GNOME Bugzilla – Bug 339470
Store textcache files compressed
Last modified: 2006-05-31 18:55:39 UTC
~/.beagle/Indexes is quite small but ~/.beagle/TextCache is generally huge (by orders of magnitude). Well, beagle stores a text snapshot/cached-version of the non-text files in TextCache and uses it to retrieve snippets later. Since TextCache filea re pure text files, storing them compressed instead of plain text files would be lot of savings in storage.
This shouldn't be too difficult to implement, my only question is what are our concerns about performance? Snippeting is already one of the slower processes when it comes to rendering results, are we ok with that delay?
Created attachment 64167 [details] [review] GZip all TextCache Files A rudamentary implementation of a Compressed TextCache.
Ok, that patch doesn't work. I think I have a workaround, but let me test it a little more before I post.
Created attachment 64170 [details] [review] Updated Patch GZips all TextCache files without any real changest to the snippeting infrastructure.

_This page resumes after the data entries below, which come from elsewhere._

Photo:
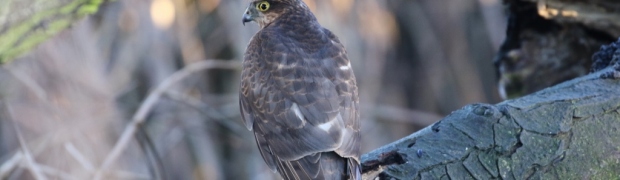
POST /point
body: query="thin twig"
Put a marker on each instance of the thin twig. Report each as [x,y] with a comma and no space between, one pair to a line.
[27,157]
[410,116]
[10,164]
[73,151]
[209,112]
[150,101]
[54,172]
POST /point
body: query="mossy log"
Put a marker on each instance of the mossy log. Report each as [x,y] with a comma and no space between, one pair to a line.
[569,131]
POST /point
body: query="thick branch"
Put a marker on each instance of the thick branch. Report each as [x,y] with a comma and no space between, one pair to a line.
[569,130]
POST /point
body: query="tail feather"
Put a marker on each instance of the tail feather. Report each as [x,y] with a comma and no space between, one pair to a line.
[320,166]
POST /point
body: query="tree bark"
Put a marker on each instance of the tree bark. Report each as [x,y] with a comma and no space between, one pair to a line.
[26,23]
[567,131]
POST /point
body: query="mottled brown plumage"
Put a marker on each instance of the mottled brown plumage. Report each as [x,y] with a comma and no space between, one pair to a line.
[299,95]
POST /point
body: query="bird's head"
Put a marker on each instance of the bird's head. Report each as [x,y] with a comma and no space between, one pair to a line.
[265,12]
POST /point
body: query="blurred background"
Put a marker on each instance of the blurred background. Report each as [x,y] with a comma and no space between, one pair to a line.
[64,105]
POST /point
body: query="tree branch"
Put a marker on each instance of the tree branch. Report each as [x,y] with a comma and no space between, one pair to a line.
[569,130]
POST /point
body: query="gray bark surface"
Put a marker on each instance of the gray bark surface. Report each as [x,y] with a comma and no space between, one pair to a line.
[569,131]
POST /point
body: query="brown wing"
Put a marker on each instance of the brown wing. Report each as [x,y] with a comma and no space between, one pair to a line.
[301,101]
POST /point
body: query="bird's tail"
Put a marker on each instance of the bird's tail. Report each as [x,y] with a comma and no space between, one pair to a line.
[325,165]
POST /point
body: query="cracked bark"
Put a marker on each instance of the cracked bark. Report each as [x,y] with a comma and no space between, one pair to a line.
[570,130]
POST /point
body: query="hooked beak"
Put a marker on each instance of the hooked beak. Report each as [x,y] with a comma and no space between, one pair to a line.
[247,17]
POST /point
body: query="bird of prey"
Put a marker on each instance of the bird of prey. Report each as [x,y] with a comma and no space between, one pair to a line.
[298,94]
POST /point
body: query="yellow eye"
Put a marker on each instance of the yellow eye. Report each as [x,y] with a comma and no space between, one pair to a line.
[262,6]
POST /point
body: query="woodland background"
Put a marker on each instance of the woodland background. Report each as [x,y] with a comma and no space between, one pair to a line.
[69,99]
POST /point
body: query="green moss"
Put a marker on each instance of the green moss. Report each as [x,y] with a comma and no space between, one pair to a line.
[42,25]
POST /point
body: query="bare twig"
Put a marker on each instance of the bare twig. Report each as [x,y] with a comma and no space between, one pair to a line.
[79,157]
[414,117]
[10,164]
[210,112]
[28,82]
[150,101]
[27,157]
[54,172]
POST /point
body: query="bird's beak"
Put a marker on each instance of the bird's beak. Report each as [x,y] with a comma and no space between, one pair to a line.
[247,16]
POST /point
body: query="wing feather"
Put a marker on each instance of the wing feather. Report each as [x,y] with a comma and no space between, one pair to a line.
[301,105]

Great. Now the difficult part - testing :). From past experiences, GZIP libraries are usually pretty fast and has very little overhead in reading from a file. So I dont expect reading from gzipped files would incur any noticable overhead. But this needs to be verified.

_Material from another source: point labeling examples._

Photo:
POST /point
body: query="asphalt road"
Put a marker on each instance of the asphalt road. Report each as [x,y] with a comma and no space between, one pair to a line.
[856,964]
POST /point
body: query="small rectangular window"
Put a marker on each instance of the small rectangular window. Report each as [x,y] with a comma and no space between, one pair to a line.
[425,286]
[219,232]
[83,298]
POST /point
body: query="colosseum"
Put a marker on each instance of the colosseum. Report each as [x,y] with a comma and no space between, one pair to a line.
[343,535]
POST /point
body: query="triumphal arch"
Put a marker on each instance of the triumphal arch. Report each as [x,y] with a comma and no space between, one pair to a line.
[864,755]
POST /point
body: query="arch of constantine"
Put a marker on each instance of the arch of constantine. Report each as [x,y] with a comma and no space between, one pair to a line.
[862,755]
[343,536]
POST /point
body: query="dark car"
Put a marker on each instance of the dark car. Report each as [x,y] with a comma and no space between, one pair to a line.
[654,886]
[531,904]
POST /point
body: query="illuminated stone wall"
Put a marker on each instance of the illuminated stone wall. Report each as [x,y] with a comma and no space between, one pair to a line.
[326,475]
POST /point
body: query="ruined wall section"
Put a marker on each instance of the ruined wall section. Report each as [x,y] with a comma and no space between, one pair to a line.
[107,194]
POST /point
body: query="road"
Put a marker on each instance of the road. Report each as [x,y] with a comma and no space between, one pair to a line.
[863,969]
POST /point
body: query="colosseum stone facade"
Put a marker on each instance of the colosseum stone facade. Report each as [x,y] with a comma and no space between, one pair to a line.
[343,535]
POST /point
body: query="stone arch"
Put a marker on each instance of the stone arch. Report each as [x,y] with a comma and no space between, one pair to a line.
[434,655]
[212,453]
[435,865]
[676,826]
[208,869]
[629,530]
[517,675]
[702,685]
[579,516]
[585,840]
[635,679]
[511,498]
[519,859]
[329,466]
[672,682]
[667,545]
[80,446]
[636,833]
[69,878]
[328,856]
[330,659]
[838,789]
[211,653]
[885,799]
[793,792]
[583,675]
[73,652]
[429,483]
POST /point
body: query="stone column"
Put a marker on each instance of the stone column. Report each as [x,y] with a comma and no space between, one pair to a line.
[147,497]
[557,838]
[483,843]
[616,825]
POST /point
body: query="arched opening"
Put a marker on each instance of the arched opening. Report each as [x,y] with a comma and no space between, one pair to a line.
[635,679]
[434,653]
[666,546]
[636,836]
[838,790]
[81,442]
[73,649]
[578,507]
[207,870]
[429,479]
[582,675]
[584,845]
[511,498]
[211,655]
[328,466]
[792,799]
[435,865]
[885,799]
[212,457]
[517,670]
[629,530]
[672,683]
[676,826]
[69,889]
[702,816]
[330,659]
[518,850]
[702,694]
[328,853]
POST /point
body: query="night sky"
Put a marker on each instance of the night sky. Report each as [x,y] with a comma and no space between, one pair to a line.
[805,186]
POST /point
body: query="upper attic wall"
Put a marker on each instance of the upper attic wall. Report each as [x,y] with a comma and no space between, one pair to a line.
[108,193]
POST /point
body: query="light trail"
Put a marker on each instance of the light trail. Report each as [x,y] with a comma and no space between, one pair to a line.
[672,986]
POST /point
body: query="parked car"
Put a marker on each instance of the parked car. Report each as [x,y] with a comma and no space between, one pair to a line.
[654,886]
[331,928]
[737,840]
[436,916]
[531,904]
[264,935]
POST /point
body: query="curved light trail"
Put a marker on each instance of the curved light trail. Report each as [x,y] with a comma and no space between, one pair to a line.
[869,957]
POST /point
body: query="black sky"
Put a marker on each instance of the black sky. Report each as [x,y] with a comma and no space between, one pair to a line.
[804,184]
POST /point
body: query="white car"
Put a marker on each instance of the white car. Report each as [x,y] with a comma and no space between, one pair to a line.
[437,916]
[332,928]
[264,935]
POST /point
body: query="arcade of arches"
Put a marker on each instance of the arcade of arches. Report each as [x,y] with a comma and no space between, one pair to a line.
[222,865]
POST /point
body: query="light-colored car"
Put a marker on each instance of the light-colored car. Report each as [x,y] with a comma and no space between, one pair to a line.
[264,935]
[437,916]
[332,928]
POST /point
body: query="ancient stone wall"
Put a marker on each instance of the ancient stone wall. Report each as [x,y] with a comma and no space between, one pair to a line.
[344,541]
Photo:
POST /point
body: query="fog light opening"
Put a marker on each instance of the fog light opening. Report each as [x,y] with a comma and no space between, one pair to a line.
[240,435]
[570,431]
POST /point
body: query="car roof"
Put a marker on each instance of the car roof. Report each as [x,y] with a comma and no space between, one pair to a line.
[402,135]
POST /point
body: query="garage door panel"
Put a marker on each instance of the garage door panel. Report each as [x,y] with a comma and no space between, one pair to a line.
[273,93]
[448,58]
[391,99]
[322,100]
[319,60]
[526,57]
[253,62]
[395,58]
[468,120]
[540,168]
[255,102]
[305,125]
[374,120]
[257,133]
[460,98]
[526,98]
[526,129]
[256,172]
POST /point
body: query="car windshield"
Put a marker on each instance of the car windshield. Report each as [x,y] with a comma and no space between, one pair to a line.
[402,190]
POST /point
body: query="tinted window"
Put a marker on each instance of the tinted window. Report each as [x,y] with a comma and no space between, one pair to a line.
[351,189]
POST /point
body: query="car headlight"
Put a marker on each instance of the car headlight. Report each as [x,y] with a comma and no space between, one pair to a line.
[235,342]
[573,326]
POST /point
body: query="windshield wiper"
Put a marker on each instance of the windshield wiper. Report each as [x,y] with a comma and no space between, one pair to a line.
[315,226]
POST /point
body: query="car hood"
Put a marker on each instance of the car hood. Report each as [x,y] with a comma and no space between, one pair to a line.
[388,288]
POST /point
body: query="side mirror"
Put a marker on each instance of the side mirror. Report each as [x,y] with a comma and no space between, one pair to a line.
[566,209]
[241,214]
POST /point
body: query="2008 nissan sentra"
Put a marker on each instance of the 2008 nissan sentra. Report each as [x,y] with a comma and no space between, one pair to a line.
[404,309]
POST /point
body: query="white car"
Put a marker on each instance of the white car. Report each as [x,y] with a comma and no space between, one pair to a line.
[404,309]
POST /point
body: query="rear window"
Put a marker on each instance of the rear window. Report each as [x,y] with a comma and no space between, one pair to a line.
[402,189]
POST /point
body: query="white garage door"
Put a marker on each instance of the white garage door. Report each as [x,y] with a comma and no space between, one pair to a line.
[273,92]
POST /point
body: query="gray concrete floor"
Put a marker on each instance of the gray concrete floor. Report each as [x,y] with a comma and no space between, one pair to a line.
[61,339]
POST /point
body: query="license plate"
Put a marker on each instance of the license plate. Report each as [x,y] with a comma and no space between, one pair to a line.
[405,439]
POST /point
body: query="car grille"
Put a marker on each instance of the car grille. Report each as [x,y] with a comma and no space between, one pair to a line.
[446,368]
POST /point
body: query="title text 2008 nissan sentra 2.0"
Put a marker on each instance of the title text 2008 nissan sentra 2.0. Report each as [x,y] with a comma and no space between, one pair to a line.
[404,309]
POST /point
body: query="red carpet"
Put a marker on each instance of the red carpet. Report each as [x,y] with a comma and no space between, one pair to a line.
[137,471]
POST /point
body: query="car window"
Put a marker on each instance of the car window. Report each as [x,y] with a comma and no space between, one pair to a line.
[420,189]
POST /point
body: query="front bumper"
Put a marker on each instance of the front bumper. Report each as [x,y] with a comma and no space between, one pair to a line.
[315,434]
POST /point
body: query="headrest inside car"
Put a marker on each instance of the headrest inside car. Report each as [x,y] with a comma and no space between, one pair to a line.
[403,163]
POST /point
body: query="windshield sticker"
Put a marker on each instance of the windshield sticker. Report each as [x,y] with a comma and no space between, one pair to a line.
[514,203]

Yeah, I've been stress testing it as best I can, and havn't noticed any serious performance issues yet. This seems like something Bludgeon would be perfect for, but I've never used it.... Reguardless, atm its crash free for me, with a significant size reduction. We could use Bz2 compression to crunch the files much more, but that has a much greater overhead.

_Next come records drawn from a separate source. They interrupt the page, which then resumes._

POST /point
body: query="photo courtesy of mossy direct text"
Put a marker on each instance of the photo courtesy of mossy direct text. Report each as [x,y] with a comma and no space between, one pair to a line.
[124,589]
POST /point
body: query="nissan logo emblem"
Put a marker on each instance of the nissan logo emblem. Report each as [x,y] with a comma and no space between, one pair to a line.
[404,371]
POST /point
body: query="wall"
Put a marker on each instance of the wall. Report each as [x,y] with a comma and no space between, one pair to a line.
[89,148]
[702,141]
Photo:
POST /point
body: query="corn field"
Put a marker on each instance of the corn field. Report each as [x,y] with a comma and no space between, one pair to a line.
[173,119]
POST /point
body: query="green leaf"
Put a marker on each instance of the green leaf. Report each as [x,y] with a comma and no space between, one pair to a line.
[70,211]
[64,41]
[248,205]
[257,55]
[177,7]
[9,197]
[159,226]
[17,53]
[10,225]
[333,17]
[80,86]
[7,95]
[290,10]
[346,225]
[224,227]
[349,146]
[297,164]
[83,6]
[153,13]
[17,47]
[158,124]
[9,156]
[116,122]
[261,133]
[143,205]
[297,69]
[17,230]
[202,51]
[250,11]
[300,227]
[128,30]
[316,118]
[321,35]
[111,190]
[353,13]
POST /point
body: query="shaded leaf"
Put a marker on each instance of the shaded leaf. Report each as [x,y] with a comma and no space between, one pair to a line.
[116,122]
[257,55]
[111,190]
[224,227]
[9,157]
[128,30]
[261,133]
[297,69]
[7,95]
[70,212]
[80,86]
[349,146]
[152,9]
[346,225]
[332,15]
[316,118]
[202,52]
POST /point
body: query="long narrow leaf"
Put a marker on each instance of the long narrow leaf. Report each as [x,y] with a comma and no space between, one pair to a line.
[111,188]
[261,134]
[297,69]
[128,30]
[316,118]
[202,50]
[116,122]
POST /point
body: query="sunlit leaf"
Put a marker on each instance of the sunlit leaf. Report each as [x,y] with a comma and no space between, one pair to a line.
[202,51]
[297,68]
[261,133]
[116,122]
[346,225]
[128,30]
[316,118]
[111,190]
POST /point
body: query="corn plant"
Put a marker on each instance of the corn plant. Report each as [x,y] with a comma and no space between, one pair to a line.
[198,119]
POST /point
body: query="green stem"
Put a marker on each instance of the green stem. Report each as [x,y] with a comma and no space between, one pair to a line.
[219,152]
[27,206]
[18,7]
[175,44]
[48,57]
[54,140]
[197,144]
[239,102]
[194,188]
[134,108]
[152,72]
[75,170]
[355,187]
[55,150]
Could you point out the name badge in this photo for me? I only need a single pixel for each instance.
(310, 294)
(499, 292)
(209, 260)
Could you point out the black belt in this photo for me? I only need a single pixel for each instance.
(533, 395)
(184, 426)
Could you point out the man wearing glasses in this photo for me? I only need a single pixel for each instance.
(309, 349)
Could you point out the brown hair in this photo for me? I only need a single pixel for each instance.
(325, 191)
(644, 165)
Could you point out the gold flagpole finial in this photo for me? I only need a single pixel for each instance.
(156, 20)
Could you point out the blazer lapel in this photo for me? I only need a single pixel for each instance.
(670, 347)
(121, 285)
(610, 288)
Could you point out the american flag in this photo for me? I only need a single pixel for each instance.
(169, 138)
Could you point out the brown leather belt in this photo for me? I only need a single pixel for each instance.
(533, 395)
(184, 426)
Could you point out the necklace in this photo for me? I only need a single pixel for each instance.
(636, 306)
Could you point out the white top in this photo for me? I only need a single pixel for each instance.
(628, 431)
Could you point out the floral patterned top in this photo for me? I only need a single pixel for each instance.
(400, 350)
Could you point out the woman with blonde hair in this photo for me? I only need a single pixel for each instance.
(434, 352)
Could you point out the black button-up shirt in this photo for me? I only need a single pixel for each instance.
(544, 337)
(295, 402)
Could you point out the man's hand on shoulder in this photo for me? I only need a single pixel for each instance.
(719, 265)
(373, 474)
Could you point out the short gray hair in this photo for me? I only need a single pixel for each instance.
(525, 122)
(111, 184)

I agree with dBera, I think that verifying the overhead is important. The purpose of the TextCache is solely to retrieve snippets as fast as possible, and retrieving snippets is already one of the slowest things.
Definatly agreed, I've been playing with bludgeon to try and get something to test snippets. In practice, I havn't been able to notice much of a difference. (the primary reason I chose GZip and not Bz2 or Zip is because it handles low-overhead streams the best)
Kevin, you could do the following experiment. Find a large text file (run pdftotext on large PDF papers/thesis ;)). Run the Snippetextraction text from it in a loop for about a 100 times both using in the GZip mode and uncompressed mode. And see the time difference. From my past experience, gzip is very fast and provides negligible overhead in stream decompression.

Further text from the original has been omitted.